Vive le cinéma!, Alba Rohrwacher immensamente lontana dal divismo a Lecce

by Paola Manno

Sul palco del festival Vive le cinéma!, a Lecce, durante la masterclass a cura di Bruno Roberti e Luca Bandirali, Alba Rohrwacher parla a voce bassa dentro al microfono, sembra una ragazzina che sta chiedendo il permesso di intervenire in un dibattito.

E invece è una delle attrici italiane più apprezzate del momento, 2 David di Donatello, 2 Globi d’oro, la Coppia Volpi per la miglior interpretazione femminile nel 2014, il Nastro d’argento nel 2016, 3 Ciak d’oro e 3 Premi Pasinetti alla Mostra internazionale del cinema di Venezia, interprete di numerosi film di fama nazionale ed internazionale.

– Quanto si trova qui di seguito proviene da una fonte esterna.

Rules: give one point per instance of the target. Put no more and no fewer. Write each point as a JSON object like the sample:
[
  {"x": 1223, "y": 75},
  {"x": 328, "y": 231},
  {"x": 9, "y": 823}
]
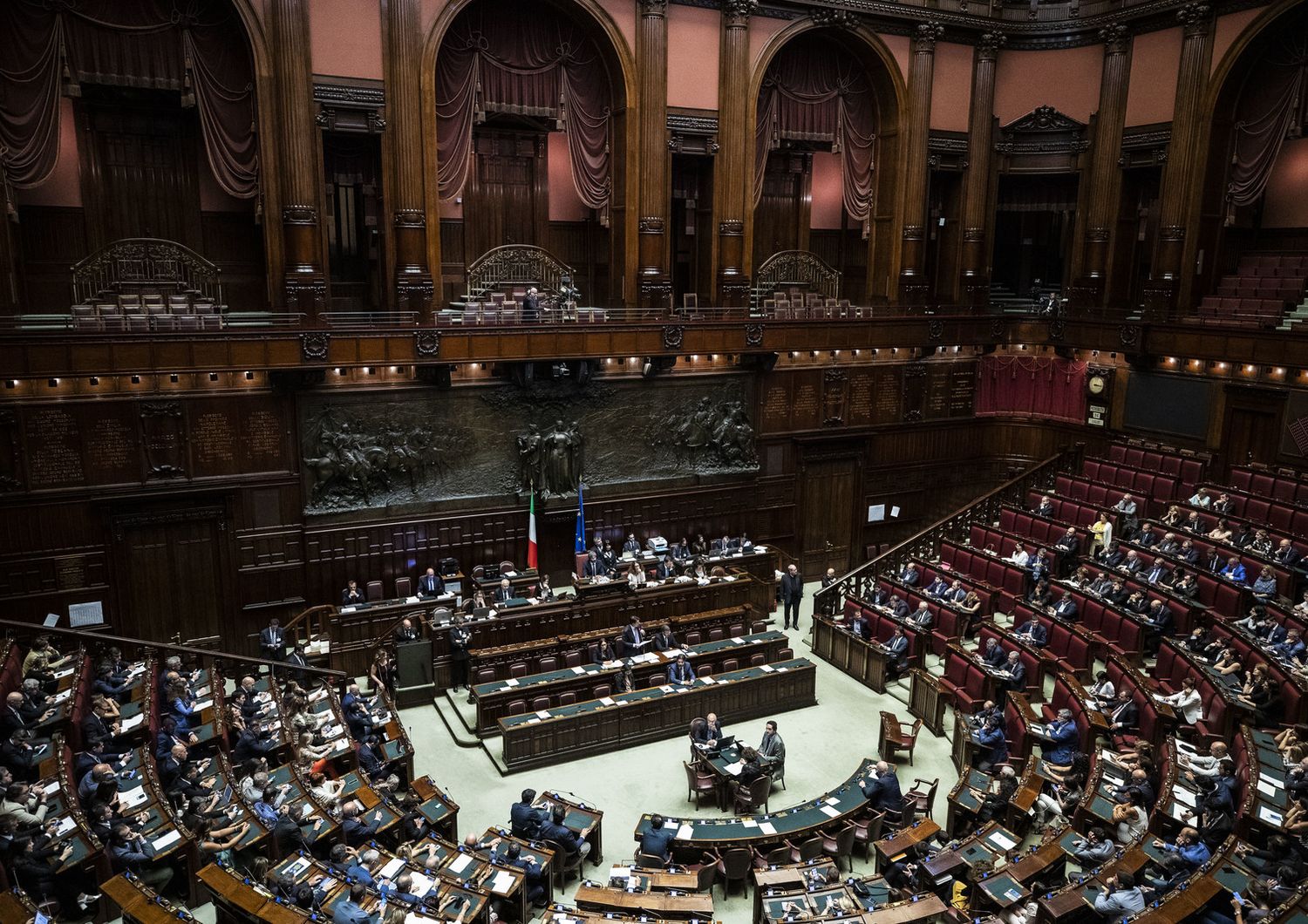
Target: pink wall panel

 Nella sua larga t-shirt bianca, coi capelli tirati su, è diversa dalle altre attrici italiane, immensamente lontana dal divismo di tanti e tante che fanno cinema. Le sue risposte alle domande dei relatori lo confermano, a me è sembrata una bellissima conversazione sincera. “Lavorare con Bellocchio è stato facile. E per me il facile è arte”. Utilizza proprio questo aggettivo, legandolo alla naturalezza del fare, alla spontaneità, alla semplicità di arrivare al cuore di un personaggio, di un lavoro, se si è accompagnati da un maestro. A me ha fatto pensare ai versi di Saba “mi incantò la rima amore-fiore/la più antica, difficile del mondo”.

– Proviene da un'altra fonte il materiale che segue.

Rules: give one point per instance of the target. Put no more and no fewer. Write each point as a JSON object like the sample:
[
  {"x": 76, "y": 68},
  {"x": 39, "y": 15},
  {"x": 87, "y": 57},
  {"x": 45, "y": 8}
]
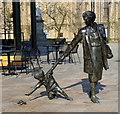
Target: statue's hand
[
  {"x": 50, "y": 73},
  {"x": 27, "y": 94},
  {"x": 70, "y": 98}
]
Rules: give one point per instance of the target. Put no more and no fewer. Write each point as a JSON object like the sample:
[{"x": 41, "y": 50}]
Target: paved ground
[{"x": 74, "y": 82}]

Bruno Roberti afferma che Alba lo fa pensare agli anni ’30, ad Antonioni, a Monica Vitti, l’attrice attraverso il cui corpo passa il movimento del reale. In Alba, lui dice, c’è un aurea antica che tuttavia non impedisce all’attrice di interpretare personaggi moderni in maniera impeccabile. Pensa alle donne dei film di Soldini, ad esempio. Alba racconta il lavoro quasi maniacale del regista attorno ai suoi personaggi, al lavoro intenso con gli attori, all’attenzione per ogni dettaglio che però, davanti alla cinepresa, non si percepisce, e, di nuovo, diventa facile. “Devo a Silvio (Soldini) la capacità di vedermi diversa”.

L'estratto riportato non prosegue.